I didn’t know whether to laugh or cry when I read about the vigilantes who send a Facebook warning that women who are “inappropriately dressed” at the coming Thaipusam festival will be spray painted.
Really? Don’t these men have anything more manly to do than prey on women’s sarees? I saw some of the pictures of these “inappropriately dressed” women and saw nothing indecent about them. The women were wearing sarees matched with designer blouses that, yes, revealed some warm skin here and there. But, it revealed nothing that shouldn’t be revealed. So, I couldn’t understand what was inappropriate about them.
I don’t know whether these vigilantes are conservative fanatics who want to maintain their traditions or just plain misogynists.I can understand some peoples’ concerns over the erosion of traditions and the “old ways” but to expect people to conform by threatening them, that is totally unacceptable. It is violence and tyranny and should be checked.

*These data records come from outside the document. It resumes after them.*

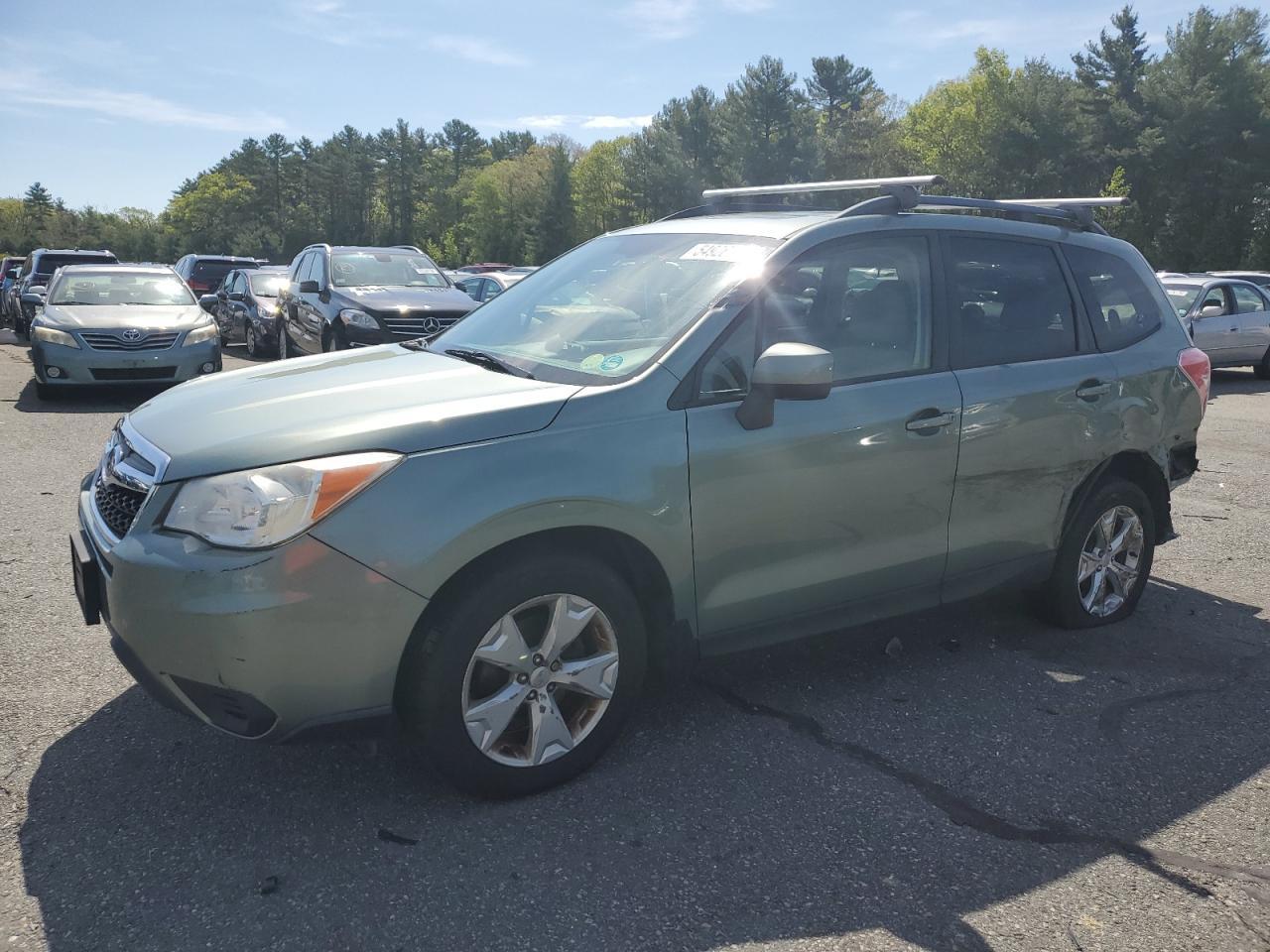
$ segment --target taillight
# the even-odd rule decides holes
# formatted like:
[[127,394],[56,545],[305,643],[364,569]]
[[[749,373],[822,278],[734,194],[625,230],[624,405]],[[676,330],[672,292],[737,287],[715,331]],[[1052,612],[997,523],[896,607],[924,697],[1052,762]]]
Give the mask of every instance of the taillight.
[[1177,366],[1199,391],[1199,409],[1203,414],[1208,409],[1208,388],[1213,383],[1213,364],[1208,354],[1198,347],[1189,347],[1177,354]]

It’s one more example of the conservative backlash. As the world gallops into the 21st century and beyond, we are seeing conservative groups rising up not just to be heard, but to impose their will on others to go back to the old ways. Whatever your belief system, religion, culture or lifestyle, the old political system, the old religion, the old lifestyle, the old social norm is under attack. The tendency is to want to reestablish the old order. The election of Trump, the medieval-styled Islamic terrorists like the IS, and Hindu supremacists (in India) are example of conservatism wishing to impose the old world on the rest.

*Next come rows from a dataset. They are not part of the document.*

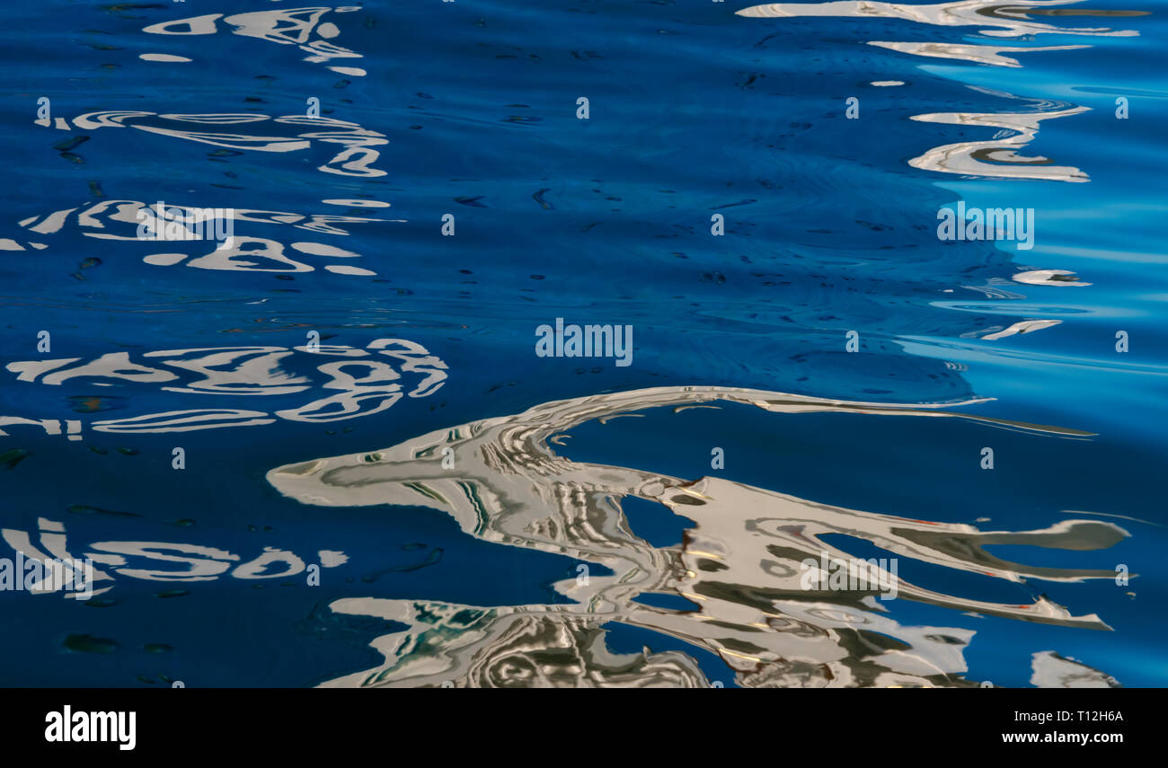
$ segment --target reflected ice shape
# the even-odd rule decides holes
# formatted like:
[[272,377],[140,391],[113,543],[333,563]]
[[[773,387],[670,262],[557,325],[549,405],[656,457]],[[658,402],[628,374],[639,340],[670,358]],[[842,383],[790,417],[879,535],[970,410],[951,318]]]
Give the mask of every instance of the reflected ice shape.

I am not anti-conservative. I respect their beliefs. But, my concern is how do we live in this new world when the old is gone?
My feeling is that we should be prepared for a new world overtaking the old, even in our religious beliefs. God is not trapped by time. He can’t be “outdated”. Belief in God is not a primitive instinct. God is eternal and if He is, He is relevant in any time in human history. In other words, His power can be felt and experienced even in the current, very fluid, evolving modern times.
The question is how do we appropriate an eternal God to our particular timespan? That’s what religious leaders should be teaching their adherents, rather than demanding conformity to an old way.
Religious leaders should be living a life where thoughtful choices are made to live a modern life. Then, they can teach others how to appropriate the power of God into modern reality. We then produce people of faith who can cope with modern life and find their niche in it, holding their own, without insisting on conformity to the old way. Those who insist on the latter usually do so — often in the name of religion — mainly because they can’t cope with modernity.
In the aforementioned “saree case”, the women found a modern way to wear a traditional outfit. While very modern, it wasn’t revealing. True, some women can make the saree a very sexy fit, with an exposed foot-long midriff and skimpy revealing blouse. But, that is the exception rather than the rule. Most of the times, everything is discreetly wrapped over to be opened up in the right context! Like a gift-wrap, Bollywood-style!
I’m glad that the Indian community leaders didn’t stop the women from wearing their fashion choice. They just advised them to dress appropriately and said that they don’t condone the actions of the spray painters. That’s how it should be. The women should be free to express their modern fashion sense with their community embracing it while cautioning not to step out line. It’s a good example of handling a sensitive religious and cultural issue in the modern context.
It’s the same way with living the life of faith, whatever our religious beliefs. When we learn how to live in this modern world without losing our faith and without harking back to a dying world, we live better. We may not completely belong, but we’ll cope better with modern life and still keep the faith.